“Johnny was the first modern American marathoner,’’ Amby Burfoot, the 1968 Boston winner who was coached by Mr. Kelley at Fitch High School in Groton, Conn., said yesterday. “He was the direct link to Frank Shorter and Bill Rodgers.’’
From the time that he and a high-school friend entered the 1949 race on a lark, Mr. Kelley was both entranced and haunted by the 26-mile distance. “I had a love-hate relationship with it,’’ said Mr. Kelley, who made a living as a Connecticut schoolteacher in a day when amateur rules forbade payment to runners. “I was driven to do it.’’
His first serious hardtop foray came when Mr. Kelley was 16 and his father suggested that he race with Johnny the Elder in a 10-mile handicap race on Labor Day in Littleton, Mass. “My feet were all bloody at 7 miles and they hauled me into the meat wagon,’’ Mr. Kelley once recalled. “I’m sitting there soaked in sweat and blood and tears thinking, ‘My God, what did I do?’ ’’
“Kid, you’ve got runner’s legs,’’ the elder Kelley told him. “You’re going to do all right in this game.’’

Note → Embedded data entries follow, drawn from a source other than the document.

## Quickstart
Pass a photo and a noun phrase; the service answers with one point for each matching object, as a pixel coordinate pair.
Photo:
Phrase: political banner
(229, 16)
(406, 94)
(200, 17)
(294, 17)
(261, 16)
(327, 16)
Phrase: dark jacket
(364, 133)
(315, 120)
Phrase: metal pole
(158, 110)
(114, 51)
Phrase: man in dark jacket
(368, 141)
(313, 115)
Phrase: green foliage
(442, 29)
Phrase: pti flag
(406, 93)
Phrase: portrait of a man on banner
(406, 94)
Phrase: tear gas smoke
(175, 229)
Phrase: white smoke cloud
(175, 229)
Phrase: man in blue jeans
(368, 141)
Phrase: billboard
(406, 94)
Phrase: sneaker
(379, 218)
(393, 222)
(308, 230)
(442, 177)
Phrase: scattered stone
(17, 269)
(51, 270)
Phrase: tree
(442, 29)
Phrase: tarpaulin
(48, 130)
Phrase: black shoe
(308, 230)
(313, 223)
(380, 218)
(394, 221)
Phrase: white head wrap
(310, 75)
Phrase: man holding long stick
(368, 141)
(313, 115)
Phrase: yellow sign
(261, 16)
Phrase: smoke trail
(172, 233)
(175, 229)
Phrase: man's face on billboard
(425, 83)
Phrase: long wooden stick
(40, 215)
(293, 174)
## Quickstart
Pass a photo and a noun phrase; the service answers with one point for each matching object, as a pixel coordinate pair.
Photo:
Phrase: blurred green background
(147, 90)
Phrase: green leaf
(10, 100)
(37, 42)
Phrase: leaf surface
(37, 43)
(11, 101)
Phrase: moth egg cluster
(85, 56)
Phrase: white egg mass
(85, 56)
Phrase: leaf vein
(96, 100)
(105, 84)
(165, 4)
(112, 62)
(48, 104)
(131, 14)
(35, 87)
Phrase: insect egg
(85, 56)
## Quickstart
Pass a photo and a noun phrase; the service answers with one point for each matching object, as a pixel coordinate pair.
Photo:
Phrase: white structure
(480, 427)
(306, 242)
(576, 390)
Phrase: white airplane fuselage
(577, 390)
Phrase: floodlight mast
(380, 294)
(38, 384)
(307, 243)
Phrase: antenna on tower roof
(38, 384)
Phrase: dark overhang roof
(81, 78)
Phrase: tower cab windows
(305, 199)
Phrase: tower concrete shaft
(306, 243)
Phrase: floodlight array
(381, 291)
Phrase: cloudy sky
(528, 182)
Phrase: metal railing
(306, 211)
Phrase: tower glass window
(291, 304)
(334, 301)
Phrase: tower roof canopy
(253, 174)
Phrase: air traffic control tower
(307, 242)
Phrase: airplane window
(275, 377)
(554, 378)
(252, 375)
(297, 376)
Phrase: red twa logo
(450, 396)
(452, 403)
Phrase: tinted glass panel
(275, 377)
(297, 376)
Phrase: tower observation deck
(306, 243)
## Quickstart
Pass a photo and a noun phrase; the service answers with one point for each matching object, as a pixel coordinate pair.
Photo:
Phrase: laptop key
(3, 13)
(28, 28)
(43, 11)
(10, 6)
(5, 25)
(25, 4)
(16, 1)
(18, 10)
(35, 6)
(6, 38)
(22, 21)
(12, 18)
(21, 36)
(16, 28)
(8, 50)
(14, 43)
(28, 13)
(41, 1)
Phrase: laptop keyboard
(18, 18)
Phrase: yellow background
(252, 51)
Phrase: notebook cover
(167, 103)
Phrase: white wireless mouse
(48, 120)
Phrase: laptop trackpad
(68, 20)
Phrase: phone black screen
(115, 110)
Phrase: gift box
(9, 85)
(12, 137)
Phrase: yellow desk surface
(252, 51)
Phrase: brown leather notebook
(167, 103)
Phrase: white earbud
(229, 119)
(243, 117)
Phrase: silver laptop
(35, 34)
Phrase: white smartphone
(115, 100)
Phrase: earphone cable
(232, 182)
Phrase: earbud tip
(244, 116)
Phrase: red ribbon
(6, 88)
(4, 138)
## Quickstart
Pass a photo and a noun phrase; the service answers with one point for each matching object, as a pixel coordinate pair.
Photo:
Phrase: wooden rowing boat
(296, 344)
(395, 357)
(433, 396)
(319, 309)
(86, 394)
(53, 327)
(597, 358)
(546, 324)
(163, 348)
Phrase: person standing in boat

Mr. Kelley’s first marathon attempt ended with him sitting exhausted on the curb at Heartbreak Hill. “I could see the city down below and I couldn’t get there,’’ he said. “Someone came around with a newspaper extra that said ‘Swede Wins Marathon.’ I’m still in the race, I thought, and the race is finished.’’ But Mr. Kelley was seduced by the lure and lore of the event. “I was so imbued with the marathon,’’ he said. “I’d studied [Clarence] DeMar, [Gerard] Cote, Kelley. I was ahead of my years in my appreciation for the race.’’ Though he was at Boston University on a track scholarship, Mr. Kelley worked out with road racers on weekends at Jamaica Pond. When he tried the Marathon again in 1953 he finished fifth in the best time by an American at Boston in more than a decade.